Sur l’existence de préjudices complémentaires :
Par des dispositions qui ne font l’objet d’aucune contestation de l’une quelconque des parties à la présente instance, le premier juge a évalué le préjudice matériel et le préjudice de jouissance des époux Z du chef des désordres affectant l’ouvrage.

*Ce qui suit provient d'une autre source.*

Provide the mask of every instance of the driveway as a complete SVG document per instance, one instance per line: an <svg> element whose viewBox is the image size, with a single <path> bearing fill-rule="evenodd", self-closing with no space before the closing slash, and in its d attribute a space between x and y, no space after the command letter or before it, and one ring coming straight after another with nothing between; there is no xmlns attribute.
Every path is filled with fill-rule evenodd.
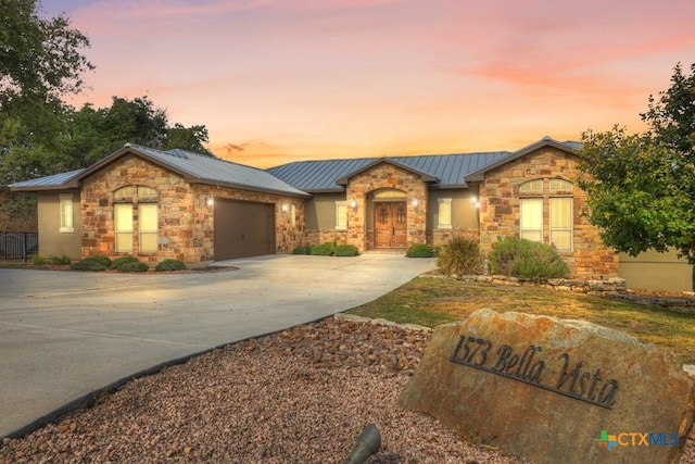
<svg viewBox="0 0 695 464"><path fill-rule="evenodd" d="M153 367L371 301L434 262L268 255L217 265L238 269L0 269L0 438Z"/></svg>

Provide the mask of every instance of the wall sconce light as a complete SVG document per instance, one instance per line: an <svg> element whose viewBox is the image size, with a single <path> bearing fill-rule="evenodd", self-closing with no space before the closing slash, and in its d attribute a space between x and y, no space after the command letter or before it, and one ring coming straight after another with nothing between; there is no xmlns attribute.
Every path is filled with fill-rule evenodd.
<svg viewBox="0 0 695 464"><path fill-rule="evenodd" d="M357 199L355 199L354 197L352 200L350 200L350 208L352 208L353 212L357 211Z"/></svg>

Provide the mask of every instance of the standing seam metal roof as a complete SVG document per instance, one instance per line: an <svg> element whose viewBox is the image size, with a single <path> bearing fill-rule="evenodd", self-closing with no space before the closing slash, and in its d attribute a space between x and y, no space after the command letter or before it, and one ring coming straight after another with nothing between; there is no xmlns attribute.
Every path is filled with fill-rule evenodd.
<svg viewBox="0 0 695 464"><path fill-rule="evenodd" d="M224 185L253 191L285 193L295 197L308 197L306 192L282 181L264 170L180 149L160 151L129 143L86 170L25 180L12 184L10 187L24 191L64 188L67 183L88 177L94 171L99 171L110 164L113 159L118 159L118 156L128 153L139 154L154 163L159 163L172 171L188 176L188 181Z"/></svg>
<svg viewBox="0 0 695 464"><path fill-rule="evenodd" d="M386 156L433 177L434 187L467 187L464 176L508 155L508 151L486 153L422 154L417 156ZM336 180L380 160L380 158L356 158L346 160L298 161L271 167L268 173L289 185L308 192L343 191Z"/></svg>

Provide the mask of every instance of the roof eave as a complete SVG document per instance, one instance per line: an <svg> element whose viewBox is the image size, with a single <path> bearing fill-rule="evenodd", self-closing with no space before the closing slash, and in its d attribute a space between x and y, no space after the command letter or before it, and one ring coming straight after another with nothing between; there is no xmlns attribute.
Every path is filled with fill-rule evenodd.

Ceux-ci ne sauraient dès lors, sans justifier concrètement et objectivement d’une aggravation de ces préjudices, prétendre opérer compensation entre la créance de solde de travaux de la S.A.R.L. C.A.C. et une créance indemnitaire dont ils ne justifient pas.

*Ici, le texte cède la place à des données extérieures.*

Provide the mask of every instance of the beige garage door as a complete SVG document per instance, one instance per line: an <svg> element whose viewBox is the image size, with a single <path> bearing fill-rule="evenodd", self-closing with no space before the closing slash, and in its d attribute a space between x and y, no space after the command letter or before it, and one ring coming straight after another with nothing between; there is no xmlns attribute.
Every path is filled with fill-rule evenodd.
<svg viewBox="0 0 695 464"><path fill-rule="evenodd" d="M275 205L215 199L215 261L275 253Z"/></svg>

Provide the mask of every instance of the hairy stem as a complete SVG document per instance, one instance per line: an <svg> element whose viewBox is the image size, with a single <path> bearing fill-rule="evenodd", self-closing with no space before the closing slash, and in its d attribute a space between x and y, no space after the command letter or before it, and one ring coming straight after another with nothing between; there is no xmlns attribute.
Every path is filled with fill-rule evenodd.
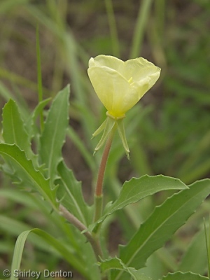
<svg viewBox="0 0 210 280"><path fill-rule="evenodd" d="M94 221L97 220L102 216L102 212L103 209L103 183L104 183L104 173L108 157L108 153L110 151L112 140L113 138L114 131L115 130L113 130L111 132L107 139L99 167L98 178L94 193Z"/></svg>
<svg viewBox="0 0 210 280"><path fill-rule="evenodd" d="M103 253L98 239L94 238L94 237L88 231L85 225L83 224L83 223L81 223L74 215L72 215L71 213L69 212L69 211L64 206L60 204L59 206L59 209L62 215L67 220L69 220L69 222L70 222L72 225L77 227L80 232L83 232L84 235L89 241L92 247L97 260L99 261L99 256L102 257Z"/></svg>

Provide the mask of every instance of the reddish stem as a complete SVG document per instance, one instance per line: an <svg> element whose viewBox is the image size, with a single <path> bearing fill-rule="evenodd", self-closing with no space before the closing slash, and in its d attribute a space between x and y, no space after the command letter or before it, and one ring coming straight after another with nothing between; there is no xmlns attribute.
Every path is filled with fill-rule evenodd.
<svg viewBox="0 0 210 280"><path fill-rule="evenodd" d="M104 173L105 173L108 156L108 153L110 151L113 137L113 134L111 134L110 135L110 136L108 138L107 142L106 142L105 148L104 148L104 153L102 155L102 161L101 161L101 164L100 164L100 167L99 167L97 186L96 186L96 189L95 189L95 196L96 197L102 197L103 195L102 190L103 190L103 182L104 182Z"/></svg>

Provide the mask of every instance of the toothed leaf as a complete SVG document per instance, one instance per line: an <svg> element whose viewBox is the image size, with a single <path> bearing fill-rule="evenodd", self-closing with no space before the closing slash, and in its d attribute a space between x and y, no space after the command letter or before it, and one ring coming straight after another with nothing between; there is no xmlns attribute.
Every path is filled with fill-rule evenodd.
<svg viewBox="0 0 210 280"><path fill-rule="evenodd" d="M62 205L88 226L92 219L92 213L91 207L84 201L80 182L76 179L72 171L63 162L59 164L57 169L60 176L60 179L56 181L59 186L58 198L62 200Z"/></svg>
<svg viewBox="0 0 210 280"><path fill-rule="evenodd" d="M41 163L47 169L51 188L57 177L57 167L62 160L69 121L69 86L60 91L53 100L49 110L44 129L40 138L39 155Z"/></svg>
<svg viewBox="0 0 210 280"><path fill-rule="evenodd" d="M113 204L108 203L102 217L97 222L102 222L108 215L127 205L136 202L143 198L165 190L183 190L188 187L179 179L163 175L148 176L132 178L125 181L117 200ZM96 223L92 225L93 229Z"/></svg>
<svg viewBox="0 0 210 280"><path fill-rule="evenodd" d="M122 260L127 266L143 267L151 253L162 247L186 222L209 193L210 180L202 180L157 206L130 242L120 246Z"/></svg>
<svg viewBox="0 0 210 280"><path fill-rule="evenodd" d="M31 188L48 200L53 208L56 207L56 189L50 190L50 181L34 169L32 161L27 160L25 153L16 145L0 144L0 154L6 163L12 167L8 169L15 183L20 183L25 188ZM6 172L6 170L4 171Z"/></svg>

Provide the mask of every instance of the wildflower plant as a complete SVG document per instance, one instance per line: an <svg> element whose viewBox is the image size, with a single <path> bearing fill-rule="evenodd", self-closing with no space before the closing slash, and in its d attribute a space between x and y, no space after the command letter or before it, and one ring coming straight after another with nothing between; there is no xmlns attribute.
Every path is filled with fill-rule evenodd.
<svg viewBox="0 0 210 280"><path fill-rule="evenodd" d="M44 122L43 108L50 100L42 100L41 95L38 104L27 119L14 100L9 100L4 107L0 155L4 163L1 169L13 182L31 192L27 192L28 197L33 197L36 205L50 216L58 230L55 235L53 232L37 228L21 233L16 242L11 271L20 269L24 244L33 232L48 245L47 250L50 251L53 248L85 279L151 280L149 273L144 271L148 258L164 246L209 195L210 182L204 179L186 186L178 178L145 175L125 181L117 199L105 204L104 176L114 134L118 132L129 157L123 120L127 111L156 83L160 69L142 57L124 62L114 57L99 55L90 59L88 71L97 96L107 109L106 119L93 133L96 136L103 132L95 151L104 144L105 147L99 167L94 202L91 206L85 202L80 183L62 155L69 129L69 85L56 95ZM41 124L37 126L38 116L41 116ZM37 143L36 153L31 149L32 141ZM123 245L119 244L115 255L111 255L105 234L107 218L115 216L118 218L119 211L125 215L122 210L128 205L169 190L175 193L155 207L136 227L130 239ZM181 267L183 270L179 269ZM10 279L15 279L11 275ZM162 279L207 278L186 272L181 263L178 271L162 275Z"/></svg>

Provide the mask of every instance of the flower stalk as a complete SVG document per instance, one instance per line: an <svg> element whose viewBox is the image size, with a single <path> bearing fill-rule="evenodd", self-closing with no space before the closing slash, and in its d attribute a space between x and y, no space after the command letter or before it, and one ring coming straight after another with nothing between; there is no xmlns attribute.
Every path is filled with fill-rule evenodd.
<svg viewBox="0 0 210 280"><path fill-rule="evenodd" d="M97 186L95 188L95 193L94 193L94 222L97 221L101 217L102 214L103 183L104 183L104 173L115 130L115 125L113 127L108 136L99 167Z"/></svg>

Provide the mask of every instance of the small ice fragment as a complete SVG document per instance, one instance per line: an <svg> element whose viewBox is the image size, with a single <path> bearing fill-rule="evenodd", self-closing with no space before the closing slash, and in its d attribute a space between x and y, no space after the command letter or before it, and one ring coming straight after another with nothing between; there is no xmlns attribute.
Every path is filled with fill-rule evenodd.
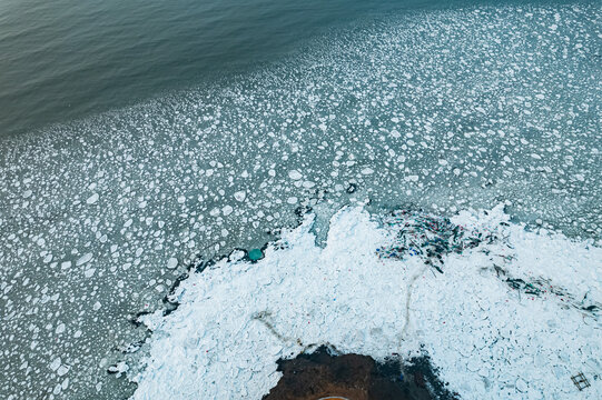
<svg viewBox="0 0 602 400"><path fill-rule="evenodd" d="M303 174L297 170L292 170L292 171L288 171L288 178L293 180L299 180L303 178Z"/></svg>
<svg viewBox="0 0 602 400"><path fill-rule="evenodd" d="M362 170L362 173L363 173L363 174L373 174L373 173L374 173L374 170L373 170L372 168L366 167L366 168L364 168L364 169Z"/></svg>
<svg viewBox="0 0 602 400"><path fill-rule="evenodd" d="M76 261L76 266L83 266L86 262L89 262L92 259L92 253L86 253Z"/></svg>
<svg viewBox="0 0 602 400"><path fill-rule="evenodd" d="M93 193L92 196L90 196L87 200L86 200L86 203L87 204L93 204L95 202L98 201L98 193Z"/></svg>
<svg viewBox="0 0 602 400"><path fill-rule="evenodd" d="M50 369L52 371L56 371L58 370L60 367L60 357L57 357L55 360L52 360L52 362L50 363Z"/></svg>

En définitive, la créance exigible de la S.A.R.L. C.A.C., au titre du solde du contrat de construction de maison individuelle, s’établit à la somme de 4 196,20 € (soit 10 036,20 € – 5 840 €) au paiement de laquelle il convient de condamner solidairement les époux Z.
Les époux Z qui succombent partiellement dans leurs prétentions seront déboutés de leur demande en dommages-intérêts pour procédure abusive.
L’équité ne commande pas de faire application de l’article 700 du code de procédure civile en faveur de l’une quelconque des parties en cause d’appel.
Chaque partie conservera la charge de ses propres dépens d’appel.
PAR CES MOTIFS,
LA COUR,
Statuant publiquement, contradictoirement et en dernier ressort :
Vu le jugement du tribunal de grande instance de Dax en date du 2 décembre 2009,
En la forme :
— Déclare l’appel de la S.A.R.L. Chaîne des Artisans de Chalosse recevable,
— Dit n’y avoir lieu à révocation de l’ordonnance de clôture du 15 février 2011,
Au fond, dans les limites de sa saisine, réformant partiellement le jugement entrepris :
— Condamne solidairement les époux Y et E-F Z à payer à la S.A.R.L. Chaîne des Artisans de Chalosse la somme de 4 196,20 € TTC au titre du solde exigible du contrat de construction de maison individuelle du 4 août 2004,
— Déboute les époux Z de leur demande en dommages-intérêts pour procédure abusive,
— Dit n’y avoir lieu à application de l’article 700 du code de procédure civile en cause d’appel,
— Dit que chaque partie supportera la charge de ses propres dépens d’appel.
Le présent arrêt a été signé par M. Castagné, Conseiller, faisant fonction de Président, et par Mme Peyron, Greffier, auquel la minute de la décision a été remise par le magistrat signataire.